Behüte uns Gott davor, daß du dich um ein Trinkgeld in so etwas eingelassen! sagte der Leupi, stand von der Bank auf, daß ihm ja nicht etwas begegne, wenn er länger neben ihm sitze.

In was eingelassen? sagte freilich der Hühnerträger; aber der Leupi ließ ihn ohne Antwort.

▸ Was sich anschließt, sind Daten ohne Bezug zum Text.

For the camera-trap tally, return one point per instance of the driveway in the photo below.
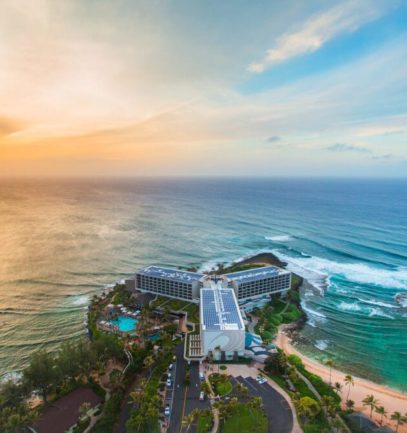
(186, 398)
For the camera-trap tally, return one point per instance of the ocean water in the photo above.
(63, 241)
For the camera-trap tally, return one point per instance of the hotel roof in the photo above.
(255, 274)
(170, 274)
(219, 310)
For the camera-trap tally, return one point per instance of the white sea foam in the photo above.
(12, 375)
(322, 344)
(314, 317)
(349, 306)
(378, 303)
(379, 312)
(314, 267)
(401, 299)
(80, 300)
(279, 238)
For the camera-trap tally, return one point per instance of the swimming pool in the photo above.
(124, 323)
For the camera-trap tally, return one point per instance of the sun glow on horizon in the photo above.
(142, 88)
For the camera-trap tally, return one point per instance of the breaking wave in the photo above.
(316, 268)
(279, 238)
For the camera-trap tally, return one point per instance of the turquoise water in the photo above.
(63, 241)
(125, 324)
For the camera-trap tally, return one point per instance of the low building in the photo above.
(222, 328)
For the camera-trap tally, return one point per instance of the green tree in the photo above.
(349, 383)
(382, 412)
(41, 373)
(399, 419)
(350, 404)
(329, 363)
(371, 402)
(337, 388)
(307, 408)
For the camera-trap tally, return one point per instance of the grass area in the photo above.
(221, 384)
(273, 315)
(245, 420)
(204, 423)
(223, 388)
(240, 267)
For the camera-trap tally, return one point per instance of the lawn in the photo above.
(224, 388)
(221, 384)
(245, 420)
(204, 424)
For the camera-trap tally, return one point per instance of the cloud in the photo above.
(342, 147)
(319, 29)
(386, 156)
(8, 126)
(273, 139)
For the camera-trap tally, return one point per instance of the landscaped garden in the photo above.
(221, 384)
(245, 419)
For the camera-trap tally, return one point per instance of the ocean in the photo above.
(62, 241)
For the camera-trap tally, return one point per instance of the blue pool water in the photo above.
(125, 324)
(63, 241)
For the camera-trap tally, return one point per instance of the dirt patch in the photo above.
(64, 413)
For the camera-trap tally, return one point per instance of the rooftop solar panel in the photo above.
(255, 274)
(171, 274)
(220, 310)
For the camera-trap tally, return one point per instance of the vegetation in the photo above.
(220, 384)
(243, 418)
(144, 418)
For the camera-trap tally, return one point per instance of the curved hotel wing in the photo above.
(222, 327)
(249, 286)
(222, 330)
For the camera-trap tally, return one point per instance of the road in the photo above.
(278, 411)
(186, 398)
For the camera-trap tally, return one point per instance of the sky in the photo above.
(203, 88)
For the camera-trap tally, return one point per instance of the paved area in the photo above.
(277, 404)
(185, 398)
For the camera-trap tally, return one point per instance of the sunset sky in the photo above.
(146, 88)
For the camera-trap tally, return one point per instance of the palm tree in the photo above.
(241, 390)
(84, 408)
(371, 402)
(349, 382)
(399, 418)
(338, 387)
(329, 363)
(382, 412)
(148, 362)
(350, 404)
(188, 421)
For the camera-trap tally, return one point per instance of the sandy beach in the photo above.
(391, 399)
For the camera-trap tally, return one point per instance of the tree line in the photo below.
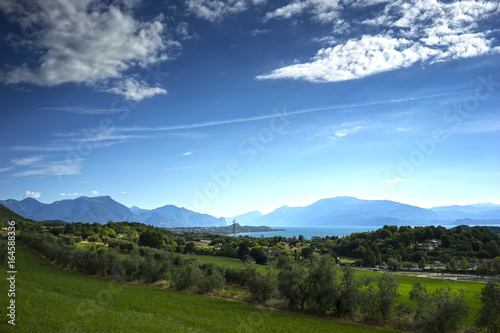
(313, 285)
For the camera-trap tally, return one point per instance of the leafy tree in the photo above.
(94, 239)
(370, 259)
(441, 311)
(152, 239)
(3, 252)
(464, 264)
(394, 263)
(489, 314)
(259, 255)
(452, 265)
(306, 252)
(190, 247)
(261, 287)
(292, 285)
(421, 263)
(322, 284)
(492, 249)
(379, 298)
(349, 294)
(243, 250)
(497, 264)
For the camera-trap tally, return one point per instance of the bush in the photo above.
(489, 314)
(3, 253)
(151, 238)
(441, 311)
(261, 287)
(379, 298)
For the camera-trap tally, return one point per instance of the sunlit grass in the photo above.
(49, 299)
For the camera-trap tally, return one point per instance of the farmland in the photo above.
(45, 293)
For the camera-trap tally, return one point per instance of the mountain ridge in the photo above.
(325, 212)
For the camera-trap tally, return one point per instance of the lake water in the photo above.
(309, 232)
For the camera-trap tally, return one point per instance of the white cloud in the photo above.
(407, 32)
(34, 195)
(27, 160)
(257, 32)
(216, 10)
(135, 90)
(180, 168)
(355, 59)
(75, 194)
(53, 168)
(84, 41)
(344, 132)
(392, 181)
(86, 110)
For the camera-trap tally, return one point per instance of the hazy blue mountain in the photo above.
(173, 216)
(245, 219)
(103, 209)
(478, 211)
(83, 209)
(136, 210)
(348, 211)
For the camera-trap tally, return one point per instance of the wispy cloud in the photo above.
(53, 168)
(180, 168)
(27, 160)
(406, 33)
(85, 110)
(89, 42)
(217, 10)
(392, 181)
(74, 194)
(34, 195)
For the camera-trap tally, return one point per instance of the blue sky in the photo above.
(225, 107)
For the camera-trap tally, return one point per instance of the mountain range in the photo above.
(103, 209)
(353, 211)
(326, 212)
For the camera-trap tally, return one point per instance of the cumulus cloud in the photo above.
(405, 33)
(53, 168)
(345, 132)
(34, 195)
(75, 194)
(321, 10)
(392, 181)
(135, 90)
(27, 160)
(217, 10)
(86, 42)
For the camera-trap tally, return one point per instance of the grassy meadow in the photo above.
(49, 299)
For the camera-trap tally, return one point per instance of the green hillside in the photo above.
(45, 293)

Hingegen war innert einer Stunde im Dorfe herum bekannt, er habe vor vielen Leuten auf der Bank vor des Leupis Haus selber eingestanden, daß er sich um ein Trinkgeld mit dem Teufel in einen Bund eingelassen.

Diese Worte dienten der Schelmenbande so sehr, daß ihrer etliche sagten: wenn man sie mit Gold hätte herauswägen müssen, sie wären nicht zu teuer.

Sonst hatte auch hie und da der eine und andere seine Freude darüber, daß der Hühnerträger jetzt mit dem Hühnerkorb ohne Geflügel und Eier ins Schloß spazieren könne.

Fressen sie jetzt auch einmal Erdäpfel und Rüben! sagten die Kerls an ihren Tischen bei ihrem Specke, und machten sich mit ihren Weibern darüber herzinnig lustig.

Er hat sicher jetzt noch kein Geflügel, und findet sonst keines als hier, sagte eine, die sich aufs Hühnerausbrüten verstand.

Ha, wir wollen unsere jungen Tauben am Sonntag zum Trotz selber essen, sagte eine, die etwas Gutes sehr liebte.

Wenn sie jetzt nur auch das Schloß voll Gäste bekämen! sagte eine, die nie lachen mochte, als wenn ein Haus brannte.

Ich einmal würde dann doch ins Schloß schleichen; ich würde das Doppelte lösen, sagte ihre Schwester, die das Geld mehr liebte als die Hühner.